Fig 4: The existence of outlier details in credit card data
Fig 5: Heatmap displaying the correlation details between different variables in data
As part of pre-processing the dimension reduction technique, principal component analysis has been applied to the data, and the whole data has been brought to two columns pca1 and pca2.
Here we have used the k-means algorithm, which is an iterative algorithm that splits the dataset into “K” pre-defined different non-overlapping subcategories (clusters) where each data point fits only one group. While using clustering algorithms, the selection of several clusters is considered a challenging aspect of the whole process. There are some approaches in this process, which will be used separately to select the number of clusters. We have inertia and elbow curve and silhouette analysis methods for deciding the number of clusters. Inertia is nothing but the sum of the squared distance of all values in the dataset to their closest cluster center and we look to have this number as small as possible. In the current data analysis, we have taken the inertia and elbow curve method for selecting the number of clusters.
Fig 6: The inertia and elbow curve plotted towards credit card data
Principal component analysis was used to pre-process the data as part of the dimension reduction approach, and the entire data set was split into two columns (pca1 and pca2) as a result. On scaled data, we first used k-means clustering, and we chose 4 groupings based on the elbow curve. For better visualisation, we labelled the identical cluster values to the PCA data as well as the cluster features that were labelled to the data.

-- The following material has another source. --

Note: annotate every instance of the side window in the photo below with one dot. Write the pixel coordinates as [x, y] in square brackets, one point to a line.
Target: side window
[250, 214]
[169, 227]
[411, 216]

Fig 7: Showing code with k-mean algorithm fitting and visualization
Fig 7: The scatter plot showing 4 clusters segmented based on similarities.
Finally based on these results the total data has been grouped based clusters for further labeling process. There are different clustering methods such as Agglomerative Clustering, Spectral Clustering, Gaussian Mixture Model-based clustering, and DBSCAN Clustering could be also performed and the clustering data could be compared and evaluated. In the case of selecting the number of clusters, we can also use the Silhouette Coefficient or silhouette score method.
Fig 8: Sample data with clusters and grouped data.
According to the findings, we can see that cluster 1 has a lower balance and fewer purchases. The balance was high and the purchase rate was similarly high when the data from cluster 3 was examined. When compared to cluster 3, Cluster 2 simply had a lower balance and fewer purchases. When compared to other groups, the balance and purchases for cluster 0 were average. With more variables, the same pattern persisted as well. We may categorise clients depending on their purchasing power while doing behavioural segmentation analysis, and using this information, we can create insurance plans and offers. If this behaviour is taken into consideration, the cluster 3 might be identified using the aforesaid segmentation. If this phenomenon is taken into consideration and the aforementioned segmentation is called, cluster 3 might be referred to as consumers who make the greatest purchase, cluster 2 as customers who make moderate purchases, cluster 0 as customers who make medium purchases, and cluster 1 as customers who make the lowest purchases.